Such a code is optimal in the sense that it uses the smallest possible number of qubits required to perform the task of correcting a spontaneous emission error, since we know that the information stored in one uncoded qubit is spontaneous emission is destroyed.

Generalizations to n qubits

Since only one physical qubit is used in addition to the number of logical qubits, this is obviously again an optimal code. These schemes with a driving Hamiltonian do not have the admittedly desirable property of the given codes, in that if there is a time delay between the occurrence of the error and the application of the correction, the effective zero-emission evolution does not lead to additional errors. .

One-qubit general measurement operators

General unraveling

Note that we can now easily understand the error of the then hopping process of the spontaneous emission qubit considered in Sec. The generalization from spontaneous emission to the general jump operator cj for their case is straightforward: the code is the same as in the one-stabilizer protocol above, with a single stabilizer equal to (6.23).

Diffusive unraveling

We note that the work in this section can be easily modified to generalize the results of [43]. Therefore, if we are given the gauge operator e−iφc=χ+A+iB, we must choose a code with a stabilizer such that the condition (6.29) applies; then it is possible to find a reaction and a driving Hamiltonian such that the total evolution conserves the code space.

Diffusion as the limit of jumps

We saw in (6.33) and (6.34) that the feedback Hamiltonian needed to undo the effect of the jump operator enc+γ was fair. For simplicity, let's assume that the error rates on both qubits are the same (κ): furthermore, imagine that our value for κ is slightly off by a fraction ², so instead of correctly applying a driving Hamiltonian proportional to κ , apply a Hamiltonian proportional to κ(1 +²).

Universal quantum gates

Since the first term is proportional to the identity and the second term acts as zero on the code space, the effective evolution is given exclusively by Henc as long as the state remains in the code space under this evolution. Again, since D(1−S) annihilates the codespace, the effective evolution is given exclusively by Henc as long as the state remains in the codespace under this evolution.

Multiple channels

When there are two channels, a Bloch sphere analysis shows that it is possible to find a single S such that {S, D(j),α} = 0. Since it is possible to find a unit rotation which (1) take. toσZ as well as D(1),1 andD(1),2 to linear combinations ofσX andσY, this operator must anticommute with D(1),1 andD(1),2.

Looking at a spin 1 system

In the protocol given here we further assume that we know which error has occurred because measuring the error tells us which error has occurred.
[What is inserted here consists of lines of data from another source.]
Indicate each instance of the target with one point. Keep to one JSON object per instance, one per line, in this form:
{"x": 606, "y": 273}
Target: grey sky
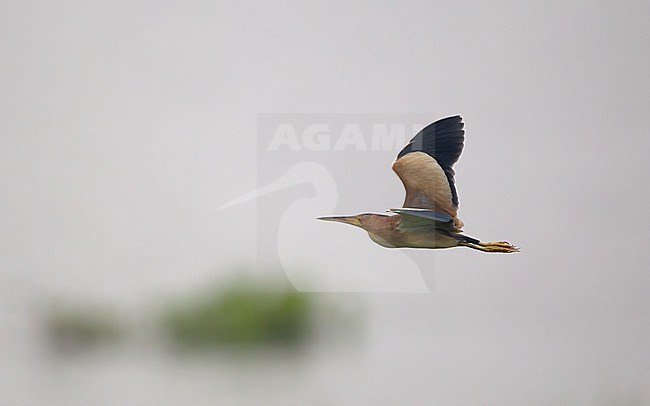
{"x": 123, "y": 125}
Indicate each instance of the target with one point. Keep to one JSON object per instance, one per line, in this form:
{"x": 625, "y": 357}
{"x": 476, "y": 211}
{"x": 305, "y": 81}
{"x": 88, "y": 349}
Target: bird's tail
{"x": 466, "y": 238}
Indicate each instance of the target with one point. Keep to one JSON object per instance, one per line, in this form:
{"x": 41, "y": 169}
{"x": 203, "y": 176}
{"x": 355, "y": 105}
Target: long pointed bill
{"x": 342, "y": 219}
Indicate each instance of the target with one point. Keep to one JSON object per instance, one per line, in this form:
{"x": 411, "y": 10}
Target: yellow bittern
{"x": 428, "y": 218}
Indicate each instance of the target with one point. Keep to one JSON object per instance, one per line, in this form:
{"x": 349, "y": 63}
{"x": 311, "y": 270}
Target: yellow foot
{"x": 495, "y": 246}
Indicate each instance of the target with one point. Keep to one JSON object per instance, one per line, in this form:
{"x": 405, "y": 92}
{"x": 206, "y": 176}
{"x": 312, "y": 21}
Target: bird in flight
{"x": 428, "y": 218}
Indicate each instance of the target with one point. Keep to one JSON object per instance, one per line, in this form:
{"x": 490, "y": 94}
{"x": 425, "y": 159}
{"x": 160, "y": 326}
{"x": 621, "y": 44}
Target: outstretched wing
{"x": 425, "y": 164}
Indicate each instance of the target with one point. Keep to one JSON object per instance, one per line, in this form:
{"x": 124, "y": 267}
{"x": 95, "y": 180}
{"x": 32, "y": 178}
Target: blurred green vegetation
{"x": 240, "y": 314}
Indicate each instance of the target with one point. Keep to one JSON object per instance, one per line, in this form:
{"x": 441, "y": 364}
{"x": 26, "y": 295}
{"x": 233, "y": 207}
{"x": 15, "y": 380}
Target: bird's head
{"x": 367, "y": 221}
Unfortunately, this is a bit too simple to be true, as J+ operators do not fall into the category of operators that we are allowed to perform.

Conclusion

This means that at least 3L/4 of the surface must be inverted (since the minimum droplet surfaces can cover L/4 of the surface). With a success probability exponentially close to one, all errors in classical measured bits are removed.

The probability of failure for an encoded gate

An overview of Gacs’ proof of the fault-tolerance of Toom’s rule

The size of the cleanup circle dominated by the required measurements is O(s5) = O(log5L). The post-processing of the measured syndrome is performed level by level in the associated code.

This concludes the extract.